A cold-core low, also known as a upper level low or cold-core cyclone, is a cyclone aloft which has an associated cold pool of air residing at high altitude within the Earth's troposphere. It is a low pressure system which strengthens with height in accordance with the thermal wind relationship. These systems can be referred to as upper level lows. If a weak surface circulation forms in response to such a feature at subtropical latitudes of the eastern north Pacific or north Indian oceans, it is called a subtropical cyclone. Cloud cover and rainfall mainly occurs with these systems during the day. Severe weather, such as tornadoes, can occur near the center of cold-core lows. Cold lows can help spawn cyclones with significant weather impacts, such as polar lows, and Von Karman Vortices. In regard to tropical cyclones, cold lows can lead directly to their development due to their associated cold pool of air aloft or by acting as additional outflow channels to aid in further development.

An upper tropospheric cyclonic vortex in the western North Pacific, showing high level cloud tops being sucked in.

Characteristics[edit]

See also: Thermal wind
The vertical variation of geostrophic wind in a barotropic atmosphere (a) and in a baroclinic atmosphere (b). The blue portion of the surface denotes a cold region while the orange portion denotes a warm region.

Cold cyclones are stronger aloft than at the Earth's surface, or stronger in areas of the troposphere with lower pressures, per the thermal wind relationship and the hypsometric equation.
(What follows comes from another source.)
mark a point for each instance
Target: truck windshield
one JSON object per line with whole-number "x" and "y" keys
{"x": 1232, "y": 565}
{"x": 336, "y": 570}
The hypsometric equation dictates that colder atmospheres have less room between pressure surfaces, which corresponds to the concept of lower atmospheric thickness, and the thermal wind relation indicates that in this situation, the wind increases with height.[1][2] It also means that an isolated pool of cold air aloft is associated with the feature. Because of its cold center, the center shows an area of thickness minimum. Since the temperature at any given radius is similar and parallel to the orientation of the pressure gradient, and therefore the wind, it is barotropic in nature.[3] The movement of cold-core cyclones can be erratic since they are separated from the main belt of the Westerlies, which would otherwise steer them progressively to the east.[4]
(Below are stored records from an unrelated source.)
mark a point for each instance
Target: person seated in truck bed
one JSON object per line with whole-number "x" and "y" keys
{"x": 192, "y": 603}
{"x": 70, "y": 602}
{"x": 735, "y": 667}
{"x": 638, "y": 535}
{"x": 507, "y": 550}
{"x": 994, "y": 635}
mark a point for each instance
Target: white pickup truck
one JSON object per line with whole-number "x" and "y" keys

Most cloud cover and precipitation in association with cold lows occurs during the daylight hours as sunlight warms the Earth's surface, destabilizing the atmosphere and causing upward vertical motion.[5] The development of severe weather, particularly tornadoes, can occur near the center of these systems over land during any season of the year.[6] During winter, when cold-core lows with temperatures in the mid-levels of the troposphere reach −45 °C (−49 °F) move over open waters, deep convection forms which allows polar low development to become possible.[7]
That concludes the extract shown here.